Optimizing Go Performance with GOMAXPROCS

Recently we had an unexpected performance degradation in one of our go workloads to the tune of nearly 2x expected cpu usage. Turns out the issue was that we didn’t explicitly set the GOMAXPROCS go runtime parameter. We’re going to run through the investigation, what we found and how we fixed it.

Background

Metoro is an observability platform for systems running in Kubernetes. In order to collect telemetry about the cluster and the workloads running in it, we deploy a daemonset to monitored clusters. This deamonset creates a pod on each host called the node-agent which collects information about workloads and sends it out of the cluster to be stored.

The node agent instruments a number of kernel operations through eBPF to automatically generate distributed traces and other telemetry, this means that the cpu usage of the node-agent scales with the number of requests being made to / from pods on a node. Typically a node-agent can expect to use around a 1 second of cpu time (on up to date EC2 hosts) to process 12,000 HTTP requests.

The problem

We were deploying to a new customer cluster when we noticed that some of our node agents were using much more cpu than we expected. Hosts in this cluster were processing up to 200,000 requests per minute, so in a single minute we should expect the node-agent to use around 17 seconds of cpu time (28% of one core) to process these requests. Instead, we noticed that the node-agent was using 30 seconds of cpu time (50% of one core), this nearly 2x what we would expect for that workload.

Thankfully Metoro runs an eBPF based CPU profiler which we can use to inspect its own cpu usage. This is what we saw.

At first glance something stood out: the go runtime functions were using a lot of cpu time. Here’s the same chart with the go runtime functions highlighted.

There were two main consumers of CPU usage:

runtime.schedule - ~30% of cpu usage
runtime.gcBgMarkWorker - ~20% of cpu usage

runtime.Schedule seems to be responsible for finding goroutines to run + starting them on an OS thread. runtime.gcBgMarkWorker seems to be responsible for figuring out which pieces of memory can marked to be cleaned up by the garbage collector later.

Wanting to understand why this was, we set up a reproduction in a dev cluster with the same number of requests. This is what we saw:

The highlighted area is runtime.Schedule - just 5% this time. runtime.gcBgMarkWorker was another 6%.

Our reproduction failed. We started looking at other differences in the environment until we looked at the host size. The node-agent using 50% of its cpu time on go runtime functions was on a 192 core host. Our reproduction was running on a 4 core host. We added a 192 core host to our cluster, ran the experiment again. Reproduction! 50% of time was being spent in the two go runtime functions.

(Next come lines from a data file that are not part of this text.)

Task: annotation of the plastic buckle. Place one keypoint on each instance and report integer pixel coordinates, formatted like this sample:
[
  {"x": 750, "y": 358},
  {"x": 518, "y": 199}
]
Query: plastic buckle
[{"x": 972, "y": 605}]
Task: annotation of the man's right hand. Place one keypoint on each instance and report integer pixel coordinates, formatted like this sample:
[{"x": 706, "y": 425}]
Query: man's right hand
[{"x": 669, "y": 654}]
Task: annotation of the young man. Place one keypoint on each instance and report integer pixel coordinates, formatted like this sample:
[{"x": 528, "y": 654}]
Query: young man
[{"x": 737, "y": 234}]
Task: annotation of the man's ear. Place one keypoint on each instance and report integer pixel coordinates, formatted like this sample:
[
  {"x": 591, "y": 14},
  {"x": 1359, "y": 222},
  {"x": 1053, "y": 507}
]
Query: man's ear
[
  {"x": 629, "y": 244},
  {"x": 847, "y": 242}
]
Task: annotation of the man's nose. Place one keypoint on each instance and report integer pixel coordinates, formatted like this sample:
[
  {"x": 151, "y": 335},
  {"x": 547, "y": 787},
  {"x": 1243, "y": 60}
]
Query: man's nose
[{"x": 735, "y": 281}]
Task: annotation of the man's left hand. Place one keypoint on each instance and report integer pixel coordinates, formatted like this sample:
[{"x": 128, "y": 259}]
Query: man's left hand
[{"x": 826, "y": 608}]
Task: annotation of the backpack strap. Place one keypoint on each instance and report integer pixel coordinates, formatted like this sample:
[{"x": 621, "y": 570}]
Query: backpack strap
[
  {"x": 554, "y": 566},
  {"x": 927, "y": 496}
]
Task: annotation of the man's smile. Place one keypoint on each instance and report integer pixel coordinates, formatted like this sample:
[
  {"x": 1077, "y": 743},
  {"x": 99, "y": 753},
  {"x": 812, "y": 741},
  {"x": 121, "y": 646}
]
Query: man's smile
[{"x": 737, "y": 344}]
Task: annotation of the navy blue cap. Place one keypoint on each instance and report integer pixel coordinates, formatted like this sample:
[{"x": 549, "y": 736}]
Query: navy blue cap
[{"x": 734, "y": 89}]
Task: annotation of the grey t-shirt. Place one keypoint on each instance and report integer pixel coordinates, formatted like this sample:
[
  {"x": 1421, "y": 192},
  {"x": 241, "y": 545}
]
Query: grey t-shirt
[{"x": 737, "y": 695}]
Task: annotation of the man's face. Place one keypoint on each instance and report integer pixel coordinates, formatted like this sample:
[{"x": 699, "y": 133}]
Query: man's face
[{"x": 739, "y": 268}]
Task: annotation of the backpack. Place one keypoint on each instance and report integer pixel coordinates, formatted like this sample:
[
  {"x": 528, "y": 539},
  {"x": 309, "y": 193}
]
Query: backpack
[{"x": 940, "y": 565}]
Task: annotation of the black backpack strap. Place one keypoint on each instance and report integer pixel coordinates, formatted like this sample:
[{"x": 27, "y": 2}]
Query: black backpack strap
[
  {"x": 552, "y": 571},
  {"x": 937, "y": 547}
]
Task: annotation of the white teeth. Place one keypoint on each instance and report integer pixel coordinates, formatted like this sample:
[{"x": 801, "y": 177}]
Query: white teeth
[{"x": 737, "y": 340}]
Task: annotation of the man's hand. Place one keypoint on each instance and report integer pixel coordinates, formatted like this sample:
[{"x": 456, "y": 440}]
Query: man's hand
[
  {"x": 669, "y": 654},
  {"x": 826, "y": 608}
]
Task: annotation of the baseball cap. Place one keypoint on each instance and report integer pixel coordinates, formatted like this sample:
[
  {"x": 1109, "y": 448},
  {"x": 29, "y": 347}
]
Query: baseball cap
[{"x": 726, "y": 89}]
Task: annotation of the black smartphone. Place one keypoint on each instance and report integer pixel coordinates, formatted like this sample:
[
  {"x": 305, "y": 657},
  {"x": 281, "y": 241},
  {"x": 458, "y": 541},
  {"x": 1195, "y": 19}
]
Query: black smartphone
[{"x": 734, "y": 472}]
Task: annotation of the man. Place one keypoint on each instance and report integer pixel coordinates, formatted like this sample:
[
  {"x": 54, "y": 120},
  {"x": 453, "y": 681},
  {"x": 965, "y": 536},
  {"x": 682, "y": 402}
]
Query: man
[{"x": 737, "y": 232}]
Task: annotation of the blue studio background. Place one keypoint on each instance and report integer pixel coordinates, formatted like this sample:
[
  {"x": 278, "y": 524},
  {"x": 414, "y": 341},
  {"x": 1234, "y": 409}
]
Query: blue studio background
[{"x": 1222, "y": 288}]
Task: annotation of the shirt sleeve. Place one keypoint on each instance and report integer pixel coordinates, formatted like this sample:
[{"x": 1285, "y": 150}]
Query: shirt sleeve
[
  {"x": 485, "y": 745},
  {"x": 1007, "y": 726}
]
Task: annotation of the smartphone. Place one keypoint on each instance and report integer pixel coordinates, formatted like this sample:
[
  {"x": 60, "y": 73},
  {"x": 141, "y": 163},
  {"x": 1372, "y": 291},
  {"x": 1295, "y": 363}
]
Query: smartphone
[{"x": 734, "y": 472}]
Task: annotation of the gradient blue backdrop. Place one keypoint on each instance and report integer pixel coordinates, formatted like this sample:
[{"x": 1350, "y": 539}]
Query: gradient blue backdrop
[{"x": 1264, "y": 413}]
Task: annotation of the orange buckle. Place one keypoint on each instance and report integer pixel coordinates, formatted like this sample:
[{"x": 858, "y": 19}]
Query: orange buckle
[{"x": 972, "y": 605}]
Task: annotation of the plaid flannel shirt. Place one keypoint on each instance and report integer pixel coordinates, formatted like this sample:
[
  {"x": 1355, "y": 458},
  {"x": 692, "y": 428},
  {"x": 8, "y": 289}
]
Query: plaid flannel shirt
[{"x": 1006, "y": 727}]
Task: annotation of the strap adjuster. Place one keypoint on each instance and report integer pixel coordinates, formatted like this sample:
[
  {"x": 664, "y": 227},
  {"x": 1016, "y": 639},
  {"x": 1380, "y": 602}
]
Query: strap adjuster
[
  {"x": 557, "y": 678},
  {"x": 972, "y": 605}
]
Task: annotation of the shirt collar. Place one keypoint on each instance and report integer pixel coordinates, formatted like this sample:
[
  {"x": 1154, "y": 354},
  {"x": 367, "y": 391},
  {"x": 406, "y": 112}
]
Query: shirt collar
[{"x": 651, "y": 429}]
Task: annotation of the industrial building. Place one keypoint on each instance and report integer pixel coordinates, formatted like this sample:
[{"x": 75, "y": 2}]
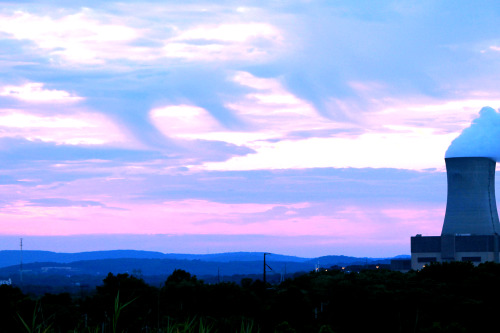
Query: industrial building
[{"x": 471, "y": 227}]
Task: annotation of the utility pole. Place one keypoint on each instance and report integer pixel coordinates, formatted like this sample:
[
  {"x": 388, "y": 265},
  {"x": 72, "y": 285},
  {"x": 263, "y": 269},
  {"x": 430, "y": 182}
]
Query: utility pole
[
  {"x": 21, "y": 263},
  {"x": 265, "y": 267}
]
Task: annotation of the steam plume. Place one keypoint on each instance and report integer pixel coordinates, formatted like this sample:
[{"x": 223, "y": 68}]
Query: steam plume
[{"x": 480, "y": 139}]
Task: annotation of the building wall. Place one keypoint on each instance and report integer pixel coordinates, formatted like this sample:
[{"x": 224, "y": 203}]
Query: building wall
[{"x": 475, "y": 248}]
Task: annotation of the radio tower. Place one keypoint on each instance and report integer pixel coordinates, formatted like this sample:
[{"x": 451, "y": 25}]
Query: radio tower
[{"x": 21, "y": 263}]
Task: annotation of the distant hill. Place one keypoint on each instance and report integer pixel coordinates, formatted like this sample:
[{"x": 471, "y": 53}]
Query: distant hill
[{"x": 157, "y": 263}]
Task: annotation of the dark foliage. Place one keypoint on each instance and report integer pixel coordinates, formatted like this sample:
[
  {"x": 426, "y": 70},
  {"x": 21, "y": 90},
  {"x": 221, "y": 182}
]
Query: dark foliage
[{"x": 450, "y": 297}]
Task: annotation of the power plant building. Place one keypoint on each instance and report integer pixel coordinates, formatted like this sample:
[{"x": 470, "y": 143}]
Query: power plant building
[{"x": 471, "y": 226}]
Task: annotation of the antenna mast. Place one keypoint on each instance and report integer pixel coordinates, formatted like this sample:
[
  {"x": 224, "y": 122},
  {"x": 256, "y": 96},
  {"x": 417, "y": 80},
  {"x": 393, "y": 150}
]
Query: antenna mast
[
  {"x": 21, "y": 263},
  {"x": 265, "y": 267}
]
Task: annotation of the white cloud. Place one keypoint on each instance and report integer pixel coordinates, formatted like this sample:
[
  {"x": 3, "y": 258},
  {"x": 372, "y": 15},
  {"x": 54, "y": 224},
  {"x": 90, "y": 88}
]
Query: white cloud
[
  {"x": 183, "y": 121},
  {"x": 76, "y": 129},
  {"x": 226, "y": 42},
  {"x": 78, "y": 38},
  {"x": 35, "y": 92}
]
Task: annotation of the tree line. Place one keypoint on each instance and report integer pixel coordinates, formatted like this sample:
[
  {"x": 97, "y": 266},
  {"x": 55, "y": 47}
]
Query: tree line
[{"x": 448, "y": 297}]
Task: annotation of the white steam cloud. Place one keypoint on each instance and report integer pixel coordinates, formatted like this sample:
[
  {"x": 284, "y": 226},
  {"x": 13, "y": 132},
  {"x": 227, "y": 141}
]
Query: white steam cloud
[{"x": 480, "y": 139}]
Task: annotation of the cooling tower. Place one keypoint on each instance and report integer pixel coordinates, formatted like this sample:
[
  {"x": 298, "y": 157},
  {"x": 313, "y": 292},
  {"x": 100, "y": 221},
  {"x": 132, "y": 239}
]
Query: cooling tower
[{"x": 471, "y": 207}]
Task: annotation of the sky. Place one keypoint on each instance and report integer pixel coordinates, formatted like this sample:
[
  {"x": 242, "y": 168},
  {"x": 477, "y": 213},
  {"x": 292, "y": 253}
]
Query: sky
[{"x": 306, "y": 128}]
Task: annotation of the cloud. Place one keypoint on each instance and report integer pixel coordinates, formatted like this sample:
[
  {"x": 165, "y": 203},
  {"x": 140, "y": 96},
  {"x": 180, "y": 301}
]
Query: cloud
[
  {"x": 183, "y": 120},
  {"x": 35, "y": 92},
  {"x": 480, "y": 139},
  {"x": 76, "y": 38},
  {"x": 231, "y": 42},
  {"x": 87, "y": 128}
]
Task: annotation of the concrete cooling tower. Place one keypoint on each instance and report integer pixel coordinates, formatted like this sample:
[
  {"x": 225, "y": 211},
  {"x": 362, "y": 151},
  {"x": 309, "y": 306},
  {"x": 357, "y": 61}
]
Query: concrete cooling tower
[
  {"x": 471, "y": 227},
  {"x": 471, "y": 207}
]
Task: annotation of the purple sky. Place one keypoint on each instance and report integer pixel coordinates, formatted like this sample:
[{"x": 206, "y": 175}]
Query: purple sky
[{"x": 301, "y": 127}]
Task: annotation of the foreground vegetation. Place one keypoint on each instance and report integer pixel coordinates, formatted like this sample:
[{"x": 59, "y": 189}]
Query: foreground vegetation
[{"x": 452, "y": 297}]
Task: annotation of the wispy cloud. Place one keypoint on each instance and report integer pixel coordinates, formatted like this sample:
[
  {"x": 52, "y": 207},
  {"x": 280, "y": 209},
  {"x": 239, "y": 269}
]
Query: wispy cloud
[{"x": 35, "y": 92}]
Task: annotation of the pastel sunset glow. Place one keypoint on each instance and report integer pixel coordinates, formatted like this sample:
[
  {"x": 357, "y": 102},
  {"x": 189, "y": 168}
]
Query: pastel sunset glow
[{"x": 306, "y": 128}]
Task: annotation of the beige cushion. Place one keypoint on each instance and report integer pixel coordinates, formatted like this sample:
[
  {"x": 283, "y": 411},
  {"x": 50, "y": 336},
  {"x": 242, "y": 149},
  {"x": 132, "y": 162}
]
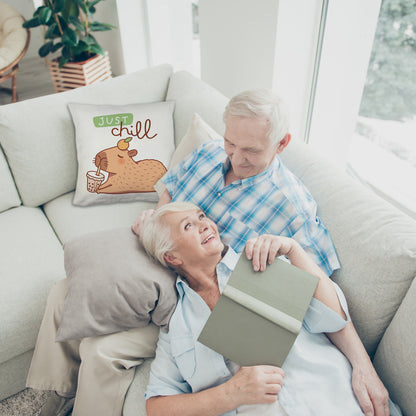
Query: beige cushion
[
  {"x": 375, "y": 242},
  {"x": 31, "y": 260},
  {"x": 113, "y": 286},
  {"x": 53, "y": 171}
]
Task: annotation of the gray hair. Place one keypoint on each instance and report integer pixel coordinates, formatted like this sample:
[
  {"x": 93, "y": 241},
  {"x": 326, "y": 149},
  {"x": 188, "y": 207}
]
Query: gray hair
[
  {"x": 155, "y": 234},
  {"x": 261, "y": 103}
]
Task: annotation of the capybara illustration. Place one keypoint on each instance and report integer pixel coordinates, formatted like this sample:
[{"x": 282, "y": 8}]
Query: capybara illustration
[{"x": 125, "y": 175}]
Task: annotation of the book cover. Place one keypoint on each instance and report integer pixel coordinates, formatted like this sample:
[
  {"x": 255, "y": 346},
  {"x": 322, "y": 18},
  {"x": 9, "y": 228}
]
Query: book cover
[{"x": 259, "y": 314}]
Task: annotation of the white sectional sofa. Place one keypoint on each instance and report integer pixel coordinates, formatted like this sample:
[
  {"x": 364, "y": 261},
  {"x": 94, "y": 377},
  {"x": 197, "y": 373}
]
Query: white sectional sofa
[{"x": 376, "y": 243}]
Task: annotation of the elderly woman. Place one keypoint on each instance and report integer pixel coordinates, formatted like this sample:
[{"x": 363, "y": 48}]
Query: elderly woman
[{"x": 188, "y": 378}]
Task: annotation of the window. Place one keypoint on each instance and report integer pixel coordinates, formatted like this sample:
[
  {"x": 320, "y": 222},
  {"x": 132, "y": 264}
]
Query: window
[{"x": 383, "y": 147}]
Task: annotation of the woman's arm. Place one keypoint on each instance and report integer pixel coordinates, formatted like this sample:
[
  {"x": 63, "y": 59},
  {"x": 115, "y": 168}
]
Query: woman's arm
[
  {"x": 264, "y": 249},
  {"x": 368, "y": 388},
  {"x": 250, "y": 385}
]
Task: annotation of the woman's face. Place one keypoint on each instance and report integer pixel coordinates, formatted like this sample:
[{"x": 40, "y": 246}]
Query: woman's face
[{"x": 195, "y": 236}]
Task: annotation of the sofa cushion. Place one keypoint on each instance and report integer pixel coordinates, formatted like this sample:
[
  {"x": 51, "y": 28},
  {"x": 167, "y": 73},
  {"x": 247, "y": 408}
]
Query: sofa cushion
[
  {"x": 113, "y": 286},
  {"x": 375, "y": 242},
  {"x": 192, "y": 95},
  {"x": 122, "y": 151},
  {"x": 70, "y": 221},
  {"x": 31, "y": 259},
  {"x": 134, "y": 404},
  {"x": 38, "y": 135},
  {"x": 9, "y": 196},
  {"x": 394, "y": 359},
  {"x": 198, "y": 132}
]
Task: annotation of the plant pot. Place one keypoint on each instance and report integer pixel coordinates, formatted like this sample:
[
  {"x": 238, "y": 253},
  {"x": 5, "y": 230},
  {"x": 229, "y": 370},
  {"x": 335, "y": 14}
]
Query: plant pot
[{"x": 78, "y": 74}]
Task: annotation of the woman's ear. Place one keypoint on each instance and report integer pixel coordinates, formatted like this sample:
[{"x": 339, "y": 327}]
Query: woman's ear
[
  {"x": 283, "y": 143},
  {"x": 170, "y": 258}
]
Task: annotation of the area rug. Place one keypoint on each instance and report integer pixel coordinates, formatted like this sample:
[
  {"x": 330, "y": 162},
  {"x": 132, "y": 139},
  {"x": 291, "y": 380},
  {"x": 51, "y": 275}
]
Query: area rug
[{"x": 26, "y": 403}]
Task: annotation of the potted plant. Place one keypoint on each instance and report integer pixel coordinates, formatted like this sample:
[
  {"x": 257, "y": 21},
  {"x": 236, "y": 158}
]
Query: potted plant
[{"x": 68, "y": 32}]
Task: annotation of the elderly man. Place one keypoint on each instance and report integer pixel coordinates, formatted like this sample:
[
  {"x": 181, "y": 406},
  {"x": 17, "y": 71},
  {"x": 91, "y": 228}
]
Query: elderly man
[
  {"x": 242, "y": 185},
  {"x": 247, "y": 191}
]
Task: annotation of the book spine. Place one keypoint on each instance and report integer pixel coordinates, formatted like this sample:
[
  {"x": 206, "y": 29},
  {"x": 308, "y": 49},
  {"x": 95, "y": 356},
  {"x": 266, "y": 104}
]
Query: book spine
[{"x": 263, "y": 309}]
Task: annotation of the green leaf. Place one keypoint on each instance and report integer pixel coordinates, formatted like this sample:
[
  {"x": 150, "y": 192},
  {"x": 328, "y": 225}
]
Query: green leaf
[
  {"x": 45, "y": 49},
  {"x": 70, "y": 9},
  {"x": 34, "y": 22},
  {"x": 77, "y": 23},
  {"x": 52, "y": 32},
  {"x": 45, "y": 15},
  {"x": 96, "y": 48},
  {"x": 57, "y": 46},
  {"x": 66, "y": 52},
  {"x": 58, "y": 5},
  {"x": 81, "y": 5},
  {"x": 70, "y": 37}
]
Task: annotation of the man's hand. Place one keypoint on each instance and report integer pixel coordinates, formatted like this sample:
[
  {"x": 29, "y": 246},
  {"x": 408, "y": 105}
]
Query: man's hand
[
  {"x": 264, "y": 249},
  {"x": 255, "y": 385},
  {"x": 141, "y": 219},
  {"x": 370, "y": 392}
]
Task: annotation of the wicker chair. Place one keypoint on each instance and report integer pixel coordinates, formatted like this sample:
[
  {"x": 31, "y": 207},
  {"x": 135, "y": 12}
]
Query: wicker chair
[{"x": 14, "y": 42}]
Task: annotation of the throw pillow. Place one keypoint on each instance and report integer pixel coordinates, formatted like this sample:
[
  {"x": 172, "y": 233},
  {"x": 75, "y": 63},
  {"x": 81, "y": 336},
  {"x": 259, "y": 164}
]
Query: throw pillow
[
  {"x": 198, "y": 133},
  {"x": 113, "y": 285},
  {"x": 122, "y": 151}
]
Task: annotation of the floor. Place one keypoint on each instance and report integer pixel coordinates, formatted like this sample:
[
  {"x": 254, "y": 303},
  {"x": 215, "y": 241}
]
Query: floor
[{"x": 33, "y": 80}]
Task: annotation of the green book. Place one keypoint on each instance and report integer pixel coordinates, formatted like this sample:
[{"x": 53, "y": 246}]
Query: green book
[{"x": 259, "y": 314}]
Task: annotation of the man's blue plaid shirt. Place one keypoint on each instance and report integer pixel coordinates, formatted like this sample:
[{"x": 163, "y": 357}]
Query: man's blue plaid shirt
[{"x": 273, "y": 202}]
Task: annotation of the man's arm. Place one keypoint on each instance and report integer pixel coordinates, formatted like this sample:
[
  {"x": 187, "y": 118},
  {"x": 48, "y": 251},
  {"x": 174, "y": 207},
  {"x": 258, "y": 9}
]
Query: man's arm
[{"x": 368, "y": 388}]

This was perplexing. Why would the go runtime use 5x more cpu usage on a bigger host when the go program itself wasn’t doing anything differently?

Lots of googling later, we came across a couple of github issues linking high runtime cpu usage and GOMAXPROCS.

So what is GOMAXPROCS? According to the docs:

The GOMAXPROCS variable limits the number of operating system threads that can execute user-level Go code simultaneously. There is no limit to the number of threads that can be blocked in system calls on behalf of Go code; those do not count against the GOMAXPROCS limit.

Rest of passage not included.